Dearest Ars Magica authors:
I've been playing ArM since its 3rd edition and I still really love it. The 5th edition gives a lot of detail and structure the previous editions lacked of. We have almost all the tribunals detailed, also, which is great. The latest, Faith and Flame, is wonderful and full of ideas, and it's one of the best works I have read. The same to others 5th edition Tribunal books.
BUT there's something REALLY FRUSTRATING: Why, for Hermes' shake, there's not any statistic of the covenants' libraries in the 5th edition tribunal books???
3rd and 4th edition tribunal books had the libraries, the auras, the Aegis, etc, detailed, AND THAT WAS GREAT. It's a very useful reference when our players want to interchange books with another covenant or negotiate studying in it.
So, why cannot we have that information for the 5th ed tribunal books?
I'm afraid the answer could be something like: "Because that way every troupe can personalize the libraries to the level of power of their saga".
If that's the answer, please, please, please understand that it's DEEPLY FRUSTRATING. Tribunal books should be complete reference books. They have always been in previous editions, and I don't understand why in 5th, by far the best edition, we don't have them. They should be books from which the Storyteller takes ALL THE BORING INFORMATION (statistics, I mean) that it's really hard to make from the scratch so that it doesn't hamper the game. Here I talk about libraries, but also applies to magi's statistics (almost absent from the tribunal books either).
When a Tribunal book is published, the authors define a lot of plots, and we, as Storytellers, take them or not, modify them or not. They help us a lot because that way we taste the true flavour of the tribunal. Well, that's great. Couldn't we have the same for the covenants' statistics? Once we had them, we could modify them if we feel them too powerful or too weak. But at least we would have something to work on.

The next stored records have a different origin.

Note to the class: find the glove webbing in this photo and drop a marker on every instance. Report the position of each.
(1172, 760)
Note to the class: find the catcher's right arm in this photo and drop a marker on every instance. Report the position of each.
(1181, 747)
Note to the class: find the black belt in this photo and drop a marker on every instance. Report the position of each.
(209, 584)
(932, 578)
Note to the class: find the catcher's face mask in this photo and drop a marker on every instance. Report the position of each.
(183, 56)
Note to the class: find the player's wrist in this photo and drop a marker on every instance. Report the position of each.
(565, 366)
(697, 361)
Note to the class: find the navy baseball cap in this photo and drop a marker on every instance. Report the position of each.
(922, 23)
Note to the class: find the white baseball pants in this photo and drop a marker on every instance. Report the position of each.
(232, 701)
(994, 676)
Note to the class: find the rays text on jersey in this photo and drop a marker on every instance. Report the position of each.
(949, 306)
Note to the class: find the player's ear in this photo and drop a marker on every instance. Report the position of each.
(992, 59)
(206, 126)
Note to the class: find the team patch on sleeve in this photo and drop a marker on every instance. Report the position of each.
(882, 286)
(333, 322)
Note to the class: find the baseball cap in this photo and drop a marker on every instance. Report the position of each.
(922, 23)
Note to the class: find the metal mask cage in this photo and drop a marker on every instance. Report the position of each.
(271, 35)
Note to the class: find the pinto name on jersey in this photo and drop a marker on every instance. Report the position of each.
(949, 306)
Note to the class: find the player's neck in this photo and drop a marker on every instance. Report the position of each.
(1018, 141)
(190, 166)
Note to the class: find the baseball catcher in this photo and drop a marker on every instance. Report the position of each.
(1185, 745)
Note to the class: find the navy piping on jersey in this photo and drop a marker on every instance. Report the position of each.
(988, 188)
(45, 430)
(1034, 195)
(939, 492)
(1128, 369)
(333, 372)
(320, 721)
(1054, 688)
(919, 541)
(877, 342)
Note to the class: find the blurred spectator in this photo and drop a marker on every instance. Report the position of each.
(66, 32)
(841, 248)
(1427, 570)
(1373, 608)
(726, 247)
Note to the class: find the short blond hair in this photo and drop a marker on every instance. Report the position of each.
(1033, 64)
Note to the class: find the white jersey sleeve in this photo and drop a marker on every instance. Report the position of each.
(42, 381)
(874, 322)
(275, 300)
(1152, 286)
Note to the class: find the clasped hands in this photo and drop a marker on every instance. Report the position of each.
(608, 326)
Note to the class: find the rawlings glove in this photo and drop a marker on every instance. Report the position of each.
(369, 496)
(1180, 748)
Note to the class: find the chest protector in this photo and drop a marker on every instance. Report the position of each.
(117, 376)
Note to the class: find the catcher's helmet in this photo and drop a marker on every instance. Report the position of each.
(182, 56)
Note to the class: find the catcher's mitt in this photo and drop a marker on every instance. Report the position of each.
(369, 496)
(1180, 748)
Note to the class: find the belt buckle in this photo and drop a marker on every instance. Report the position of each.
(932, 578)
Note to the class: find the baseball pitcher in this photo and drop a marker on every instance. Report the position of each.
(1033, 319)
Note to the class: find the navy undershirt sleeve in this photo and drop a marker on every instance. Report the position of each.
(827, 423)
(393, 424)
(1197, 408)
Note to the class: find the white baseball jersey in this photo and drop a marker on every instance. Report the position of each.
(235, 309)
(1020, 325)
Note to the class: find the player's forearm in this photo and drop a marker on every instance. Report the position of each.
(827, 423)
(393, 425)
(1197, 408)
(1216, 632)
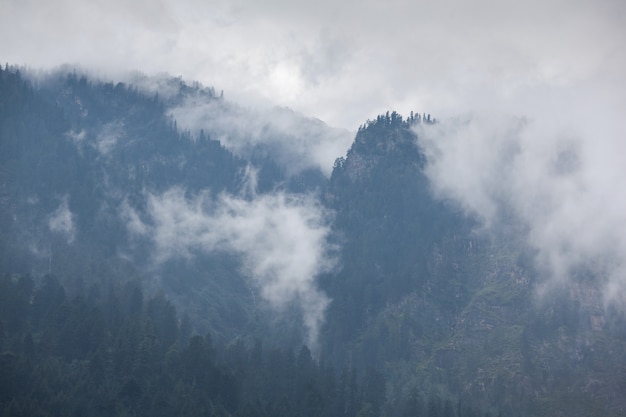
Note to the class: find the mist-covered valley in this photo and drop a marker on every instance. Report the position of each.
(164, 250)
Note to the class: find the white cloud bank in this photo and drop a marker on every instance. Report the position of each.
(560, 171)
(281, 239)
(61, 221)
(342, 62)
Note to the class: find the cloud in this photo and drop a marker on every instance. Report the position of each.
(280, 238)
(555, 169)
(61, 221)
(294, 141)
(340, 62)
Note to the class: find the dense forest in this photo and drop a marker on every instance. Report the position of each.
(105, 351)
(149, 269)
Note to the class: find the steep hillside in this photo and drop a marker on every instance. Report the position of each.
(442, 306)
(105, 196)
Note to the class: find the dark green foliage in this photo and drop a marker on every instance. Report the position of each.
(123, 367)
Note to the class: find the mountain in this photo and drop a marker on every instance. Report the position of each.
(168, 220)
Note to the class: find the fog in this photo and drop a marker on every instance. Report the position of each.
(280, 238)
(556, 170)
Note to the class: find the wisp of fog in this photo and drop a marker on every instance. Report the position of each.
(281, 239)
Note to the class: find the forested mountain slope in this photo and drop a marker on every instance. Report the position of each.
(144, 259)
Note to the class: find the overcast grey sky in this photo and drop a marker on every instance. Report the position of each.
(531, 94)
(343, 62)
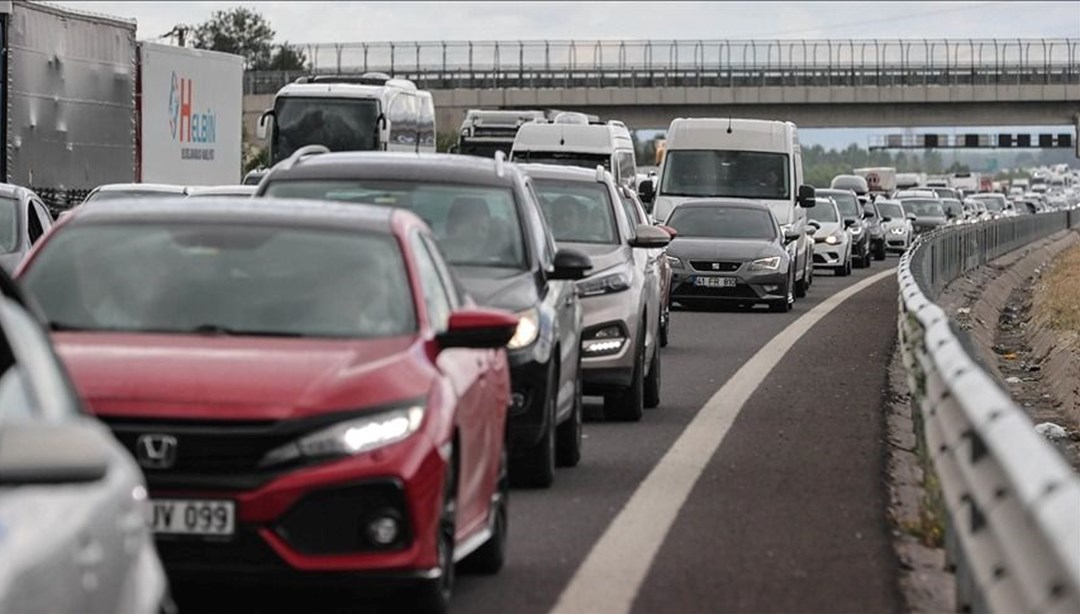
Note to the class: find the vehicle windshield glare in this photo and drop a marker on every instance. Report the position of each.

I know a library implies a large list of books that it's hard to elaborate. Because of that, it should be enough to have several guides in the supplements to use each covenant library. The Durenmar library has general rules about how to get information, for example. That kind of orientation would be great.
To give another example, I don't know what books to design for Aedes Mercurii (in the Provenzal tribunal), a very old covenant that should have a big library. I have found myself in front of the players with a book detailing the tribunal but having to improvise the library they have, with my best poker face when they asked to study with them.
I think there's a common error (not only in Ars Magica but in many RPGs) that is to consider that is good not to give information to game masters and players in order to "not restrict their creativity". No, folks, that's not it. If I spend my money in a book I expect to have all the important information inside. I am mature enough to discard what I don't like. But if the author says me: "No, look, I didn't design the spells/monsters/city/NPCs in this book you have just bought because it's better that you create them your own way", then I get really annoyed and think I wasted my money and my time.
Well, that is my complain. Sorry if I sounded hard, because I didn't intended to. I think that the rest of the content of the tribunal books is really, really great. A wonderful work. But the library subject is, indeed, annoying.